La tension monte lentement, montrant la consternation croissante du personnel alors que les eaux de crue assomment les générateurs de secours de l’hôpital et que les efforts pour évacuer les patients se heurtent à de sérieux défis.

Ridley, un homme noir qui a concentré une grande partie de son travail sur l’exploration de l’intersection de la race, des préjugés, des privilèges et de l’oppression, dit qu’il voulait montrer comment les préjugés systémiques ont conduit les patients pauvres, souvent non blancs, à être laissés pour compte.

« Même si ce n’est pas criminel blâmer, personne ne veut accepter le blâme… en particulier lorsqu’il y a un parti pris systémique en cause », dit-il. « [People want to say] c’est juste arrivé que c’était des gens noirs et bruns… c’est juste arrivé que c’étaient des gens plus pauvres. Non. Il y a des problèmes. La chose qui me frustre vraiment plus qu’autre chose : pouvez-vous présenter une histoire où le système est le méchant ? »

La série raconte cette histoire en se concentrant sur les membres du personnel et les patients noirs pris dans la catastrophe, y compris Emmett Everett – un paraplégique de bonne humeur pesant près de 400 livres. Les procureurs ont affirmé qu’il avait été euthanasié.
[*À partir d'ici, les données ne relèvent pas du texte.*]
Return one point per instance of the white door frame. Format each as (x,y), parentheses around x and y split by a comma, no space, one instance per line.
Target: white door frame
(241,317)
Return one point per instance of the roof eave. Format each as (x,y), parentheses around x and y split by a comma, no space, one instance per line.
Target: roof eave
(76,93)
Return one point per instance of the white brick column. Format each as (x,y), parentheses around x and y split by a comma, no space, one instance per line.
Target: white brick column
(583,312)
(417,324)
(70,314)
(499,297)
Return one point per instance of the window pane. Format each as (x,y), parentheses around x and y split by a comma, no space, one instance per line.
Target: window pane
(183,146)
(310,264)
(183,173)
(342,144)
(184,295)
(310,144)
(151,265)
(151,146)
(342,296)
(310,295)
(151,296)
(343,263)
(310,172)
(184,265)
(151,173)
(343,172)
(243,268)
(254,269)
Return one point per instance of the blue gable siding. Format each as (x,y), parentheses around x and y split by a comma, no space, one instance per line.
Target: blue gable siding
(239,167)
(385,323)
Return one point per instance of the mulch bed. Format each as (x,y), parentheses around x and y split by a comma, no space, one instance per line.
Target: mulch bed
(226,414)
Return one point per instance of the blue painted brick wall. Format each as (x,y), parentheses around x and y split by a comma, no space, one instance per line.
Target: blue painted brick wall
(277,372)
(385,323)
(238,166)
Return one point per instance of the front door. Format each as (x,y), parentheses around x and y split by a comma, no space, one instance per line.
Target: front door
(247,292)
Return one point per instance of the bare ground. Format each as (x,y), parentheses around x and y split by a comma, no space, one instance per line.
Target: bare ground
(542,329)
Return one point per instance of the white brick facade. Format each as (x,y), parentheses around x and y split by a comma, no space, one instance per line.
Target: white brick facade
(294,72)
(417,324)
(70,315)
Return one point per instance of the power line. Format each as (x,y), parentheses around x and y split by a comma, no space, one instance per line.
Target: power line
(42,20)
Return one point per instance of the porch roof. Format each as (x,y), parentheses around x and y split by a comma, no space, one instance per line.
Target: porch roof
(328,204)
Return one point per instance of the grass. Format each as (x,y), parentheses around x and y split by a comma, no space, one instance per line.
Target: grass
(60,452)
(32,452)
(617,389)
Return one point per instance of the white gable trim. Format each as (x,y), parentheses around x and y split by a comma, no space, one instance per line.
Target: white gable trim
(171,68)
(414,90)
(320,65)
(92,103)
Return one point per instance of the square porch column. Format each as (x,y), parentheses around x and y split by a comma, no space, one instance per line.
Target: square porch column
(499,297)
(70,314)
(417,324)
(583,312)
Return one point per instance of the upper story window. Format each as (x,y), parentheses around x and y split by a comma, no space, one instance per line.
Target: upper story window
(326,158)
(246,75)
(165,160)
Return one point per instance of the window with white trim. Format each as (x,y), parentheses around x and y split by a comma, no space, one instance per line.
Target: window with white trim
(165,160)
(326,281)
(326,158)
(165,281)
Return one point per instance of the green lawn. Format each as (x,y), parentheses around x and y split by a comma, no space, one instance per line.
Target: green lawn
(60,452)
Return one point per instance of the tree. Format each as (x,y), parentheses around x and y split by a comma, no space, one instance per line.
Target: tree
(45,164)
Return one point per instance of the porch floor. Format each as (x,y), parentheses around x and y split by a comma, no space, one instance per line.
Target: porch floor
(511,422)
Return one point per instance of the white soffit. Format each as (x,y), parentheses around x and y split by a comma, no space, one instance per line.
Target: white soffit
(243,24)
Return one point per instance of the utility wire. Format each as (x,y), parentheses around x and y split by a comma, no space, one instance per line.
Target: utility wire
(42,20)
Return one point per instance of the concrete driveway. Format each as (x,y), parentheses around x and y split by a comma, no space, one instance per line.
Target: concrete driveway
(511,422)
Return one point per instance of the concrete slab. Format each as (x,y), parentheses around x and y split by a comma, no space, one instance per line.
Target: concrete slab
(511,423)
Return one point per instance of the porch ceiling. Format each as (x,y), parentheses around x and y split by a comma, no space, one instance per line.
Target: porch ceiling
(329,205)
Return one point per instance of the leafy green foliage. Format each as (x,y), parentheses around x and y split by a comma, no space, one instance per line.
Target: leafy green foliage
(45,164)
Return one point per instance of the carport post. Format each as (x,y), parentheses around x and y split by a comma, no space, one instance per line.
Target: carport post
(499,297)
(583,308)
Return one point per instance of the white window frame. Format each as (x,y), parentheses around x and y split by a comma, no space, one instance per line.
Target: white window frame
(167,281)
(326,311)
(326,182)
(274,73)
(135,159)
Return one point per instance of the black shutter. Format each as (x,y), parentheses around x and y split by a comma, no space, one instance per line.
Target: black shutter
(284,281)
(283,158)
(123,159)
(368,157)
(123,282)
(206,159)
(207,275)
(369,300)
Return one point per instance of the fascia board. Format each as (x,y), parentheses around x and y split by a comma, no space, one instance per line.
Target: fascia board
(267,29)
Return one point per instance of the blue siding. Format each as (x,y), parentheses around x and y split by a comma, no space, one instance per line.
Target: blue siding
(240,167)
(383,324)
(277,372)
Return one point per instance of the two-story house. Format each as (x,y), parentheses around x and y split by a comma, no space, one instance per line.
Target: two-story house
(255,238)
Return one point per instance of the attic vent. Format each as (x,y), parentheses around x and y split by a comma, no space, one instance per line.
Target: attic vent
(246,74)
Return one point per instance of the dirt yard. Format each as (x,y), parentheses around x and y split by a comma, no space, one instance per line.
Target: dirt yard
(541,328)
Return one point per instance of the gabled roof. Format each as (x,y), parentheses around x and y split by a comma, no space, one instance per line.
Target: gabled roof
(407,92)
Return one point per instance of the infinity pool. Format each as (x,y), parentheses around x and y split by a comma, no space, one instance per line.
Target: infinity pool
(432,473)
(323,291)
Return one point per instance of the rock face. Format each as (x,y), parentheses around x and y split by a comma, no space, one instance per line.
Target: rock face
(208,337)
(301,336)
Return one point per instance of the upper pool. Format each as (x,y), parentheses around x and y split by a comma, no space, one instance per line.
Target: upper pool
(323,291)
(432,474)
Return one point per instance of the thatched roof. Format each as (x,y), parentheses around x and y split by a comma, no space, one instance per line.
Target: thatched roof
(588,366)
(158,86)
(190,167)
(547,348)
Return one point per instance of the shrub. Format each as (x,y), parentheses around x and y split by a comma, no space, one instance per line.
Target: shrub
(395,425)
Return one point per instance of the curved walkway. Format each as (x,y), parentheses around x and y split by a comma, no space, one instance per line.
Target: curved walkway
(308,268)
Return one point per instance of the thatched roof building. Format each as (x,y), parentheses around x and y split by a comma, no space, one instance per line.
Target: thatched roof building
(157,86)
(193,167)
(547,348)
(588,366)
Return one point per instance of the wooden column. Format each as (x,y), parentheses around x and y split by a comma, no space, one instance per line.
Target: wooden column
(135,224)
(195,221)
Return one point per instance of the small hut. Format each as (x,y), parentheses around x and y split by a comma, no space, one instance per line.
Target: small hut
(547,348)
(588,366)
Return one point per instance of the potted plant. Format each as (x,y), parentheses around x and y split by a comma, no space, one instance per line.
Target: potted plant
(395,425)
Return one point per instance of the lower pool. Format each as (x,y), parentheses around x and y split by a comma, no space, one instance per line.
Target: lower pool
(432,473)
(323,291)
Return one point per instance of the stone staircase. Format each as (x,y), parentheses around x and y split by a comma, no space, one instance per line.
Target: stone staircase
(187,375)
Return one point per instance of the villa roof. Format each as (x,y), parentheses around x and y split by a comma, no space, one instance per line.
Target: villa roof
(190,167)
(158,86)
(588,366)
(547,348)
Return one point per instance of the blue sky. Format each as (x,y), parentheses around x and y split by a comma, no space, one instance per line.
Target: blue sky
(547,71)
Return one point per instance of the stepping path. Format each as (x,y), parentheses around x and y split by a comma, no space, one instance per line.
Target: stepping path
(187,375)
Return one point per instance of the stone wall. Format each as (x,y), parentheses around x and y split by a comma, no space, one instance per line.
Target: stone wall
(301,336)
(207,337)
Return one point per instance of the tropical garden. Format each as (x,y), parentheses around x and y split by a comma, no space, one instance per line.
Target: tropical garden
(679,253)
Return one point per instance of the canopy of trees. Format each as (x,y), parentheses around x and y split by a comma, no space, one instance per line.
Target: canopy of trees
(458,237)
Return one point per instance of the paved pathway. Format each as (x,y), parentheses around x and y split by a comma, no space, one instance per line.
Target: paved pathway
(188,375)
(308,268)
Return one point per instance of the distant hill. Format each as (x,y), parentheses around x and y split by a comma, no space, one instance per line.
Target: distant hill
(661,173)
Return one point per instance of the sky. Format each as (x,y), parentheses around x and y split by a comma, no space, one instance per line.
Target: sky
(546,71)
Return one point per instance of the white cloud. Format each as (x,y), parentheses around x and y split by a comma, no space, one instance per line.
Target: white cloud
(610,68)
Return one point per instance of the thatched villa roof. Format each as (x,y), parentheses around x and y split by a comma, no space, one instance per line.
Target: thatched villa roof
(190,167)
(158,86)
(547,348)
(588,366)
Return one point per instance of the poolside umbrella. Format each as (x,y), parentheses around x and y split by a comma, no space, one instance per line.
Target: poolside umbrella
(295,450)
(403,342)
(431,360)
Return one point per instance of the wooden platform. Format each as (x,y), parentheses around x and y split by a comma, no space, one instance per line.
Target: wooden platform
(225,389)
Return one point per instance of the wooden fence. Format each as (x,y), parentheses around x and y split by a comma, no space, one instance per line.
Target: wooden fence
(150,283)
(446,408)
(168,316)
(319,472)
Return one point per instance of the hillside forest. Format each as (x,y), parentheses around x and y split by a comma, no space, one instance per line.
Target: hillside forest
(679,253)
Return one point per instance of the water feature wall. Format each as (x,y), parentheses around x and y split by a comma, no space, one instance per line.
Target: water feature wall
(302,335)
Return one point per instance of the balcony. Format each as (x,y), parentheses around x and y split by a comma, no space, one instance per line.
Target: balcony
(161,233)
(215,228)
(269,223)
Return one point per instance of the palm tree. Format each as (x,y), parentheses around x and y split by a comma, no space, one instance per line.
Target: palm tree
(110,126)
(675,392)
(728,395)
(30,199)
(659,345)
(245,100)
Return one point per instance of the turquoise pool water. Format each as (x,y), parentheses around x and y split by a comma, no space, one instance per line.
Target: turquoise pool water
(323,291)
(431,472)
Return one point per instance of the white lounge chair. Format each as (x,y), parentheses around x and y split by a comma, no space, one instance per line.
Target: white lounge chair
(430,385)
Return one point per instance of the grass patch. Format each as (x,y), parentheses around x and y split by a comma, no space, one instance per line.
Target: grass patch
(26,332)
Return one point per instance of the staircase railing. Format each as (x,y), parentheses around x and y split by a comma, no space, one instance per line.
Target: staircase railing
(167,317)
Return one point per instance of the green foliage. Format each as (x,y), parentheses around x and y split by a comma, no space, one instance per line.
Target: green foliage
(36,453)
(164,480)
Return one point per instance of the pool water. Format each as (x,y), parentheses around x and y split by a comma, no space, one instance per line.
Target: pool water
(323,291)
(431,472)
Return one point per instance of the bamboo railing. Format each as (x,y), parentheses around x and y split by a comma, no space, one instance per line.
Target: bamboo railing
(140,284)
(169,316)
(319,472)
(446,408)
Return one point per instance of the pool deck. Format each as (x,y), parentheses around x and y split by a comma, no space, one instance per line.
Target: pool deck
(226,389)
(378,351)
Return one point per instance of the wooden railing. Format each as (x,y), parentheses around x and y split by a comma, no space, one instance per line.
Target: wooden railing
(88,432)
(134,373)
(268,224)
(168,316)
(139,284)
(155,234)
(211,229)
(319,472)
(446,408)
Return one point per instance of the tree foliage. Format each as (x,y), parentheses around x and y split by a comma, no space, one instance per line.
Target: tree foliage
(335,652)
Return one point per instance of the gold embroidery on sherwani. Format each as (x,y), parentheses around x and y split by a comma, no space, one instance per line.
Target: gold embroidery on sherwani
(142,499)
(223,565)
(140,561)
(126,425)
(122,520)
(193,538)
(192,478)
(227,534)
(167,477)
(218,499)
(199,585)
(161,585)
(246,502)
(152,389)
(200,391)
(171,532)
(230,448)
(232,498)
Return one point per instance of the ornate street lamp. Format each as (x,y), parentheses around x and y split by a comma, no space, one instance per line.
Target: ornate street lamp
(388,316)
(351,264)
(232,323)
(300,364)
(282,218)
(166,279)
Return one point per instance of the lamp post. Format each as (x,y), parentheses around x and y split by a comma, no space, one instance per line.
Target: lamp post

Dans une scène de la série, alors que les enquêteurs s’excusent pour la perte de son mari, la femme d’Everett objecte : « Je ne l’ai pas perdu », dit-elle. « Il m’a été enlevé. »

Les aléas de la vie humaine « en bas »

« Il y a une très ‘couche inférieure’ de la vie humaine », dit Ridley. « Une fois que vous avez fait cela, une fois que vous avez compris que ce ne sont pas vraiment des gens, ce sont des chiffres ou des statistiques, ce sont des pertes acceptables, sommes-nous vraiment surpris que quelque chose comme ça se produise? »

Cinq jours au Mémorial n’a presque pas été fait du tout. Basé sur un livre de 2013 développé à partir de l’article original, le projet a été défendu par plusieurs poids lourds d’Hollywood, dont le producteur Scott Rudin et, plus tard, Ryan Murphy, qui a envisagé d’en faire un épisode de son Histoire du crime américain série d’anthologies chez FX. Mais tous ces efforts ont échoué.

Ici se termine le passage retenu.